Tuberculosis (TB) is a global public health problem that affects people in all regions of the world, but the burden of the disease is not evenly distributed. According to the World Health Organization (WHO), more than 95% of TB cases and deaths occur in low- and middle-income countries, particularly in Africa, Asia, and the Western Pacific regions. The highest burden of TB is seen in countries with high rates of poverty, malnutrition, and overcrowding, as well as limited access to healthcare. TB is closely associated with various social determinants of health, which are the conditions in which people are born, grow, live, work, and age, and which influence their health outcomes. Social determinants of health that are linked to TB include poverty, malnutrition, overcrowding, and limited access to healthcare, education, and social services. Poverty is a major risk factor for TB, as it is often associated with malnutrition, which weakens the immune system and makes individuals more susceptible to TB infection. Poverty is also associated with overcrowding, which increases the risk of TB transmission, particularly in urban slums and informal settlements. In addition, poverty often leads to limited access to healthcare, including TB diagnosis and treatment services, which can result in delayed diagnosis, treatment failure, and the development of drug-resistant TB .

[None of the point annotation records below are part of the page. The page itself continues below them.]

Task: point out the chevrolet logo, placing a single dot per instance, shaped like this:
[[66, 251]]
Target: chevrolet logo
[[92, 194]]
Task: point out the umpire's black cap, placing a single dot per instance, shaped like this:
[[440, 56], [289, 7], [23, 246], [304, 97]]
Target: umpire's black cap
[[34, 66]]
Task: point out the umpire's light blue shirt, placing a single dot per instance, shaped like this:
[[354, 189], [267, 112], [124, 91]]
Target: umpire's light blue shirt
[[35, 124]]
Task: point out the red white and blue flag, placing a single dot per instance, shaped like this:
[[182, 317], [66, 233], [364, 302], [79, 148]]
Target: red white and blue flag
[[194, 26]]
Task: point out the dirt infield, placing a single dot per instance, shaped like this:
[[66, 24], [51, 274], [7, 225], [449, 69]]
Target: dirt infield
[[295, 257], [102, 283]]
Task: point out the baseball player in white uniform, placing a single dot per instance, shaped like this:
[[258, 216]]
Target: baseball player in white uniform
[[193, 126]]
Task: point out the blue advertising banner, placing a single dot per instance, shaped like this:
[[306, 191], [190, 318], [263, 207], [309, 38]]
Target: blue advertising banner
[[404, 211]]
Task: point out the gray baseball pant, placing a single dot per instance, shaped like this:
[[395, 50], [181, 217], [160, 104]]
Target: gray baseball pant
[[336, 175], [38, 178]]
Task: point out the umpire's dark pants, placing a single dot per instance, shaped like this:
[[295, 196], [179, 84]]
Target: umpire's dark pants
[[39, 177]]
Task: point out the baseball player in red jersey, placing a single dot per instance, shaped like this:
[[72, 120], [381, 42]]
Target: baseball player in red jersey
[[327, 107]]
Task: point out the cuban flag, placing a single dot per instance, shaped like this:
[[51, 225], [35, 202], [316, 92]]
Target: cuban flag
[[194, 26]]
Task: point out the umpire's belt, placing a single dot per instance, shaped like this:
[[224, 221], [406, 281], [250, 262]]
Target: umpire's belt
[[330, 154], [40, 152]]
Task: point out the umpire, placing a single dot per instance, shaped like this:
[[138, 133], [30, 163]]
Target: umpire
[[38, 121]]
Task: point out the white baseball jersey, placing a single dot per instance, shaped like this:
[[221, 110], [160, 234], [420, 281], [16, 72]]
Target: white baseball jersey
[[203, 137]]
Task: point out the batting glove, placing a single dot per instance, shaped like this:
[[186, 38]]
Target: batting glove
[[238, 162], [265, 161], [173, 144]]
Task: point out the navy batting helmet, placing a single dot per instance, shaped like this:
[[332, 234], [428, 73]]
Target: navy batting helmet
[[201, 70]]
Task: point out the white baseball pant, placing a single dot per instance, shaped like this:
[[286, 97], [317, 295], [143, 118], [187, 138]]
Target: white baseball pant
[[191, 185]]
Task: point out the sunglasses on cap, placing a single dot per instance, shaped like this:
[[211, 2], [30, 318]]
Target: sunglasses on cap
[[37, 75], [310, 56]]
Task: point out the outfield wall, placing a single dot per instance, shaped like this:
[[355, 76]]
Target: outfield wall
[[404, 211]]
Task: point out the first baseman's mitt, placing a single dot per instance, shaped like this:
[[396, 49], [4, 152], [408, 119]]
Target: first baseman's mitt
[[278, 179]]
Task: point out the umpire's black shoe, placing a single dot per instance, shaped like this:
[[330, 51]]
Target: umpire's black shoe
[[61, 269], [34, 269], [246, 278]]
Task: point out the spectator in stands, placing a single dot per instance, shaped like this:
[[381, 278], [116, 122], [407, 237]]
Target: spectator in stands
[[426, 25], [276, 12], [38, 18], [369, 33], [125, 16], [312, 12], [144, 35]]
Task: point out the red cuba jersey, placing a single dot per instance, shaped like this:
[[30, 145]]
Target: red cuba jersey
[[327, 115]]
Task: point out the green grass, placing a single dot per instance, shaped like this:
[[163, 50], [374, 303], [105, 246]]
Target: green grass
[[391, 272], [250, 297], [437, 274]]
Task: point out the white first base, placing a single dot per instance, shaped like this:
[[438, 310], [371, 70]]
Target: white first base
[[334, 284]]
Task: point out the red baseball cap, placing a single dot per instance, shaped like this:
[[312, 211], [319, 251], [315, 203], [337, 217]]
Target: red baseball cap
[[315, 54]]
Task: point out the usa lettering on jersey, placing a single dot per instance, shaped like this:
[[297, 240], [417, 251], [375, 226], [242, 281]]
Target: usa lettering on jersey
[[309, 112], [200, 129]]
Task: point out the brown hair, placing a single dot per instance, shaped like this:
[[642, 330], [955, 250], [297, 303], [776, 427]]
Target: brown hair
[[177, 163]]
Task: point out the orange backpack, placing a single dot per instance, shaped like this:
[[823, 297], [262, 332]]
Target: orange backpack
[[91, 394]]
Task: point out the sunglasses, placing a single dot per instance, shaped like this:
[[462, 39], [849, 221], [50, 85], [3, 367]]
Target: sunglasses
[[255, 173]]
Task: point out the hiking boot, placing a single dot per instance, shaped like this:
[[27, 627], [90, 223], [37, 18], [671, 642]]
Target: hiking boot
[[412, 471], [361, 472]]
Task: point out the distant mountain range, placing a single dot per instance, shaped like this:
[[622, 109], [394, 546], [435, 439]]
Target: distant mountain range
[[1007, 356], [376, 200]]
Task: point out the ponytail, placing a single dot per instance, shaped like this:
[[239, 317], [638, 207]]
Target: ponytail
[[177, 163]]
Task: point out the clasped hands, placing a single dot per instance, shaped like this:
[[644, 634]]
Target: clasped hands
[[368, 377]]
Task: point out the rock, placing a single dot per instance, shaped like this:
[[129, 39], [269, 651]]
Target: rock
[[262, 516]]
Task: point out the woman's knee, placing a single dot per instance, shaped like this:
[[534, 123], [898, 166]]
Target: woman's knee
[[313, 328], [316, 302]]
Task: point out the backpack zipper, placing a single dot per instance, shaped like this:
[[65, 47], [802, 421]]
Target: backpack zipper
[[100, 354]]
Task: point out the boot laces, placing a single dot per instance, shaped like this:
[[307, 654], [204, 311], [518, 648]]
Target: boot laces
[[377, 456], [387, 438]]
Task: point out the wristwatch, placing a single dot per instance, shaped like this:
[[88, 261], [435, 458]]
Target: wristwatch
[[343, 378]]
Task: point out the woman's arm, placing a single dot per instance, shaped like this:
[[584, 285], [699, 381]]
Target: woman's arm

Other social determinants of health that are associated with TB include migration and displacement, which can increase the risk of TB transmission and access to healthcare, particularly among refugees and asylum seekers. TB is also associated with stigmatization and discrimination, particularly against marginalized and vulnerable populations, such as people living with HIV/AIDS, prisoners, and people who use drugs. To address the social determinants of health that contribute to the global burden of TB, a comprehensive and multidisciplinary approach is needed, which includes not only medical interventions, but also social and economic interventions. This includes improving access to healthcare, education, and social services, addressing poverty and inequality, and promoting social inclusion and human rights. Such efforts can help to reduce the burden of TB and improve the health and well-being of individuals and communities affected by this disease.